Image: Mahmoud Ahmadinejad
Amir Kholousi  /  AP
Accompanied by officials, Iranian President, Mahmoud Ahmadinejad, center, arrives before his Saturday meeting with Syrian Vice President Farouk al-Sharaa, in Tehran. news services
updated 3/26/2006 3:47:47 PM ET 2006-03-26T20:47:47

U.S. and Russian officials worked over the weekend on how best to oppose Iran’s nuclear program as the Bush administration’s efforts for U.N. action against Tehran have bogged down.

“The Iranians are defying the world’s will, and the international community needs to speak and speak with one voice,” Secretary of State Condoleezza Rice told “Fox News Sunday.” “There are some tactical issues about how best to express that.”

Tehran has been referred to the Security Council over fears it may want to use its nuclear program to produce weapons.

The council has been at loggerheads over U.S.-led efforts to ratchet up the pressure on Iran.

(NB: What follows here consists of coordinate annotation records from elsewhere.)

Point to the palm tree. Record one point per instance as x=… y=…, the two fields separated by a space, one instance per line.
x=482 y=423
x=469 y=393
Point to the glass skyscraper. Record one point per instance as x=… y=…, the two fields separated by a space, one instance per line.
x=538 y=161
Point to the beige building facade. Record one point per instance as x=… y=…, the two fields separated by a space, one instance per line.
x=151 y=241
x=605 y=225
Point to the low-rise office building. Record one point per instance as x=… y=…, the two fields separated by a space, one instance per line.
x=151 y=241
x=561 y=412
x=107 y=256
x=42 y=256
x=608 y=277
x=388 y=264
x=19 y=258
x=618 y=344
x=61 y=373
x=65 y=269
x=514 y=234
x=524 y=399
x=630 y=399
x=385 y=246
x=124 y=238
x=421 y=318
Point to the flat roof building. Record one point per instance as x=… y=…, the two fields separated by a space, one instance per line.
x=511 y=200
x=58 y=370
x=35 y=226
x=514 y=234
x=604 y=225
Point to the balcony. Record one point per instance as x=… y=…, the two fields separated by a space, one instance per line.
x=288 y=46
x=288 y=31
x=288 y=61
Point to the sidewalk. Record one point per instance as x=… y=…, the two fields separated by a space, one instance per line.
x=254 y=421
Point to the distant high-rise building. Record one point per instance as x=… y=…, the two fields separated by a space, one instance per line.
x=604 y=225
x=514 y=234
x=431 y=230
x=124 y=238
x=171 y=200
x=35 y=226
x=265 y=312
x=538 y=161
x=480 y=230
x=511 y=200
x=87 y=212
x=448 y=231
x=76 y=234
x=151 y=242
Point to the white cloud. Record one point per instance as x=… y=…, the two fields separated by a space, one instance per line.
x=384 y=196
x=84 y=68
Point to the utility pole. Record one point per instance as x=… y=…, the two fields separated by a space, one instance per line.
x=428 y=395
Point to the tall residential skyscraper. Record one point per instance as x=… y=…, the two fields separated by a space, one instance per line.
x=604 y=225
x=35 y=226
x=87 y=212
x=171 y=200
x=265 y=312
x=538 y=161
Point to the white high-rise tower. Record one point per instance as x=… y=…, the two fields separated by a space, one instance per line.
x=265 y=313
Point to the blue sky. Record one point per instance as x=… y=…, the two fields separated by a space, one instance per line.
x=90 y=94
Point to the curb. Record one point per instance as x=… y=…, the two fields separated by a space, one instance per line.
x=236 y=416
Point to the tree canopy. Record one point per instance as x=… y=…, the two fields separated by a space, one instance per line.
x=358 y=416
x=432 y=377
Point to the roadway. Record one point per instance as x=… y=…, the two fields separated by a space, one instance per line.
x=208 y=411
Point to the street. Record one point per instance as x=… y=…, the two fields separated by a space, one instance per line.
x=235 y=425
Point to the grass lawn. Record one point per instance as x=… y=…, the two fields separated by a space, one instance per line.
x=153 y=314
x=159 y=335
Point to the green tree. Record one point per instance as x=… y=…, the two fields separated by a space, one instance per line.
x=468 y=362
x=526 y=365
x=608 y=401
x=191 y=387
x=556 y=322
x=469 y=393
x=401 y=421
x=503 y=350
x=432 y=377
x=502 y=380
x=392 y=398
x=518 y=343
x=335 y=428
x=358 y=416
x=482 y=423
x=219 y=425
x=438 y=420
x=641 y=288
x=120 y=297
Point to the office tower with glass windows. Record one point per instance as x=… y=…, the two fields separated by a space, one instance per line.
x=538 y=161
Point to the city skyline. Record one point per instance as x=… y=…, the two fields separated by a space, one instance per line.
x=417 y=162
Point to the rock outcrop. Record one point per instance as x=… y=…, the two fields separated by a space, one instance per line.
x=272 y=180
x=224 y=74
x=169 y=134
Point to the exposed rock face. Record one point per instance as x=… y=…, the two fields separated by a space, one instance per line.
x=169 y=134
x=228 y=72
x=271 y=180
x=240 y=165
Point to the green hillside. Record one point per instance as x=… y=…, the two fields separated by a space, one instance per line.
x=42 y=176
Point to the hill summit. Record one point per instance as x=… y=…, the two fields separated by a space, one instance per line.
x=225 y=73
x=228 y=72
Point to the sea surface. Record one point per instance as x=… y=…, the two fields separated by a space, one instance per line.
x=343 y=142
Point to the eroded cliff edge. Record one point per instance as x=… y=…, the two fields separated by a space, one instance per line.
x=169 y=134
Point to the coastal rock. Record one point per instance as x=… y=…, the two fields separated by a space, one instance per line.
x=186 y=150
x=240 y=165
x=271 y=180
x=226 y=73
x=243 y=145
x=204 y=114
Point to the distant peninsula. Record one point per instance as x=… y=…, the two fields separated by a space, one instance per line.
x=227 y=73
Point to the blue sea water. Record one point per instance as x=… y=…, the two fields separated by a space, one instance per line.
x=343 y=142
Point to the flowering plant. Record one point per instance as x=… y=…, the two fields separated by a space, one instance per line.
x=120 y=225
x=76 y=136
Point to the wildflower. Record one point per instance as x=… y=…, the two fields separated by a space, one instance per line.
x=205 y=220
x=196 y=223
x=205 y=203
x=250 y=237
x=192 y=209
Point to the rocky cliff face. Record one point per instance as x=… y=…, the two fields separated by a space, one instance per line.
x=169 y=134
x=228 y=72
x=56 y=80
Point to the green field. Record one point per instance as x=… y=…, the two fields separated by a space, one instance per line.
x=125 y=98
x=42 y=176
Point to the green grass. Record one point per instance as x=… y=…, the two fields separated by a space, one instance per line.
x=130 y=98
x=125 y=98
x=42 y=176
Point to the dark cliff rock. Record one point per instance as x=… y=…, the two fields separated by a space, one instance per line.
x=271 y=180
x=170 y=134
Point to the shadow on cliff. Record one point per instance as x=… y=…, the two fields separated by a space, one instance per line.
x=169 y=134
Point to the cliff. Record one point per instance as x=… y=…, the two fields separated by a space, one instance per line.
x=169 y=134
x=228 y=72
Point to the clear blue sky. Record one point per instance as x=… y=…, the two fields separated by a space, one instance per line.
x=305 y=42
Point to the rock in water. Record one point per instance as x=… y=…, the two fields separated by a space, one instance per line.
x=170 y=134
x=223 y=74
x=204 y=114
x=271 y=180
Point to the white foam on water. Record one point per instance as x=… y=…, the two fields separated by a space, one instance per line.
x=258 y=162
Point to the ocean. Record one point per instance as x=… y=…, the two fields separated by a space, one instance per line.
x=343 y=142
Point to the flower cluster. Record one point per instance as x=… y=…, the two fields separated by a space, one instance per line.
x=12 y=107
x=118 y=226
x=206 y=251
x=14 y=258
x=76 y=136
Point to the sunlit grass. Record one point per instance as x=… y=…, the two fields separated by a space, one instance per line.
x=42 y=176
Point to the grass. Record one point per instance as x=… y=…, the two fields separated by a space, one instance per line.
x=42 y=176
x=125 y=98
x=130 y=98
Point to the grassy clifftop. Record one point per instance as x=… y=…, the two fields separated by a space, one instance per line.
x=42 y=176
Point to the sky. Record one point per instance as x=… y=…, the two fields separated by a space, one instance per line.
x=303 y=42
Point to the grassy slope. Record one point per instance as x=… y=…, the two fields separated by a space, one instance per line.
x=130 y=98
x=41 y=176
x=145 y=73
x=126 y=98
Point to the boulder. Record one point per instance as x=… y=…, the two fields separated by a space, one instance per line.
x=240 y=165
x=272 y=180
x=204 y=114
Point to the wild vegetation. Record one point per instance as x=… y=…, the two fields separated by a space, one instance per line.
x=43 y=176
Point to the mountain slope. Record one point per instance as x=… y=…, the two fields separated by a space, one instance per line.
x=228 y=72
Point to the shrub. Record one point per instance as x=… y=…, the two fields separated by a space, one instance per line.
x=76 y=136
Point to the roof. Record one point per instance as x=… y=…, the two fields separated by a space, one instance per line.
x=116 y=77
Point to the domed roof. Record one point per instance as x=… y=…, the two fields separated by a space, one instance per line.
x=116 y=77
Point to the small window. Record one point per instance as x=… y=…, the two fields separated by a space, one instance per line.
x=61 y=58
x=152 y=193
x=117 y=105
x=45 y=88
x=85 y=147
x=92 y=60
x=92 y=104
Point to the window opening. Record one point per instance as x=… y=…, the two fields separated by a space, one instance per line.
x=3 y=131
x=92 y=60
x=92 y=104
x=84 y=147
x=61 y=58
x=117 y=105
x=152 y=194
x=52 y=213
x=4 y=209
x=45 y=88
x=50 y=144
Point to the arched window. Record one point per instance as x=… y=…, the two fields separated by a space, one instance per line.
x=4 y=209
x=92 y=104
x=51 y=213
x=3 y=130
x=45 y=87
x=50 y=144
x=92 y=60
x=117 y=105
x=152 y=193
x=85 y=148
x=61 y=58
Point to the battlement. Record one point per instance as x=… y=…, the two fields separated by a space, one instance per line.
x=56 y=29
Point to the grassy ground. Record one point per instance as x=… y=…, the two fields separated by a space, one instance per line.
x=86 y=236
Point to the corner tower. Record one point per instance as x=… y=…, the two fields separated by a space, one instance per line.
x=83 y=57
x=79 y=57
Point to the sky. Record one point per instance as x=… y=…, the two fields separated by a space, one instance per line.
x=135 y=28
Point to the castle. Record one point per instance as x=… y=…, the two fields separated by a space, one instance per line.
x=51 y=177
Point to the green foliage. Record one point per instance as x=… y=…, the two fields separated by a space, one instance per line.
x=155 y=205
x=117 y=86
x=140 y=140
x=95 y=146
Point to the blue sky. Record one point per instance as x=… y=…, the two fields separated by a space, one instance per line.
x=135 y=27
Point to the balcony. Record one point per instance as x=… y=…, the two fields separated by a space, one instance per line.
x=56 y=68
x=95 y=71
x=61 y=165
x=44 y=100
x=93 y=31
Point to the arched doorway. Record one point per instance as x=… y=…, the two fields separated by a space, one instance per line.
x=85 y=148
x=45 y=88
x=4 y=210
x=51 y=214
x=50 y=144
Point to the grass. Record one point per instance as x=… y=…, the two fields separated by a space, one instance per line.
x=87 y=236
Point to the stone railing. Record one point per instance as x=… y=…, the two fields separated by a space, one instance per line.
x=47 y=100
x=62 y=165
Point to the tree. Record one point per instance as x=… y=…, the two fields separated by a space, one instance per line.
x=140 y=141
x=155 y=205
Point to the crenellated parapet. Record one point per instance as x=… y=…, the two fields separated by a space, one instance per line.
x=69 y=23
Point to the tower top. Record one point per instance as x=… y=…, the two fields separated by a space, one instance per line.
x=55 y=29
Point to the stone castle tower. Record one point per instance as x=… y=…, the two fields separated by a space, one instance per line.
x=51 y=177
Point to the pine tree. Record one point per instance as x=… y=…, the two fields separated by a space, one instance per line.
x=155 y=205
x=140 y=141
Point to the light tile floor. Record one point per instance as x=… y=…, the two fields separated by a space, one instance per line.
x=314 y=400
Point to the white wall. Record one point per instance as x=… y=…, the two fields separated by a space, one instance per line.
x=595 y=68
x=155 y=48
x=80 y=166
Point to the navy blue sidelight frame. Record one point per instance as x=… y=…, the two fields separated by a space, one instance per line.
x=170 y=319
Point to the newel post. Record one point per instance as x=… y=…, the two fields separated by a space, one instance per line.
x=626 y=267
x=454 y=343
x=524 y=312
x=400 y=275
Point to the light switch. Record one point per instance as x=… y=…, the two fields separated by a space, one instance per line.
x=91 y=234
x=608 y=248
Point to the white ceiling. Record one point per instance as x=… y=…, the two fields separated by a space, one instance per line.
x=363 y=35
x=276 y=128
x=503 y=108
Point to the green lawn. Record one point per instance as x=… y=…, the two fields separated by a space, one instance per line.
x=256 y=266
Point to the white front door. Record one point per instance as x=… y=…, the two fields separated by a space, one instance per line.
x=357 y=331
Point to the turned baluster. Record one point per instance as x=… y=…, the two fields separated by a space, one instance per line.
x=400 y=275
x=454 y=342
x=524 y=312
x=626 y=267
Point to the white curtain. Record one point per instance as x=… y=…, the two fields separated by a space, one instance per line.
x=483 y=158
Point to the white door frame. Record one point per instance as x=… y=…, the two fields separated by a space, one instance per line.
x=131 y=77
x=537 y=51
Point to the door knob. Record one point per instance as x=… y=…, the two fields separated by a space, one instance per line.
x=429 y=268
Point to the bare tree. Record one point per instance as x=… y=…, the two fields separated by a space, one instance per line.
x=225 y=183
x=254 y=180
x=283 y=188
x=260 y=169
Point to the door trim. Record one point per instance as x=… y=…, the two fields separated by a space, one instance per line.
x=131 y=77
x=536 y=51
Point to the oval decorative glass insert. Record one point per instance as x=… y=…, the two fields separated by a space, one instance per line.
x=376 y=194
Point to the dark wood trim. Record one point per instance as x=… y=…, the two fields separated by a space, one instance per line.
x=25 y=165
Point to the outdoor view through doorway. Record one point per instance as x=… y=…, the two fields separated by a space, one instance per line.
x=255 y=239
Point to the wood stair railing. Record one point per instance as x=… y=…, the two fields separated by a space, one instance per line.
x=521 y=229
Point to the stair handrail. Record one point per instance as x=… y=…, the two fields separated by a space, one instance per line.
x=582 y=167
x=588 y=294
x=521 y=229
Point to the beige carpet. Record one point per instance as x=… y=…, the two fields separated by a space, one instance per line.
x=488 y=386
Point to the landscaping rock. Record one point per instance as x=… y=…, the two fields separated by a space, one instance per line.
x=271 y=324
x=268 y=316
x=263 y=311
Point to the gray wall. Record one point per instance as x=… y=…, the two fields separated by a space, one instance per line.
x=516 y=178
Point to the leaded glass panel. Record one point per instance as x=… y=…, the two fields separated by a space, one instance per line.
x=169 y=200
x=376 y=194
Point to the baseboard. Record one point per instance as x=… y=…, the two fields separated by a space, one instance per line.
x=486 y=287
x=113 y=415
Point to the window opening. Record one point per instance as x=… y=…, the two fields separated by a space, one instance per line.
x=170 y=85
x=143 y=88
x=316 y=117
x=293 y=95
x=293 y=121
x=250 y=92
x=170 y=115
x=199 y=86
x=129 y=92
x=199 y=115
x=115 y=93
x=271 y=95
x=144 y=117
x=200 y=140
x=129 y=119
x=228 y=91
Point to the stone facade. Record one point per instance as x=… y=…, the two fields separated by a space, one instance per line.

The United States, Britain and France support tough language calling on Tehran to return to a freeze of uranium enrichment. Russia and China, the two other permanent Security Council members, are opposed.

“We have the same views of the problem. The Russians do not want a nuclear weapon in Iraq either,” Rice said on NBC’s “Meet the Press.” “It’s been very clear in everything that they’ve tried to do.”

“If the international community stays really solid here, Iran cannot stand the kind of isolation from the international community that, for instance, North Korea endures almost by choice,” Rice told NBC's Tim Russert. “We really do have a chance to solve this diplomatically.”

Rice downplays military option
When pressed on the possibility of a military option, Rice said “I believe we’re a long way from that. We have the possibilities of financial measures that could be taken, bans against travel. There, there are a lot of options once you’re in the Security Council.”

Iran’s supreme leader, Ayatollah Ali Khamenei, said Sunday that Iran would stand firm against any action taken to pressure it to abandon its nuclear program, Iran’s state-run television reported.

Iran insists its nuclear program is for peaceful energy purposes.

Also Sunday, Rice said the U.S. ambassador in Afghanistan, Ronald Neumann, had met with Iran’s ambassador there several months ago to addressed security issues.

“We will see when it is desirable to do so again,” Rice said on CNN’s Late Edition.

Ahmadinejad backs talks with U.S. on Iraq
Iranian President Mahmoud Ahmadinejad said on Saturday he supported talks with the United States about Iraq but was suspicious of U.S. motives.

“We essentially do not trust the Americans but we will conditionally negotiate with them about Iraq while taking into account the interests of Iraqis and the world of Islam,” Ahmadinejad said, according to the official IRNA news agency.

He did not go into detail, but Iranian officials have said the talks would cover only Iraq, not Iran’s nuclear program or other areas of dispute with Washington.

Ayatollah Khamenei, who has the last word in all matters of state, has already approved U.S.-Iranian talks.

U.S. officials have also said they are ready to meet but no date has been set.

The Associated Press and Reuters contributed to this report.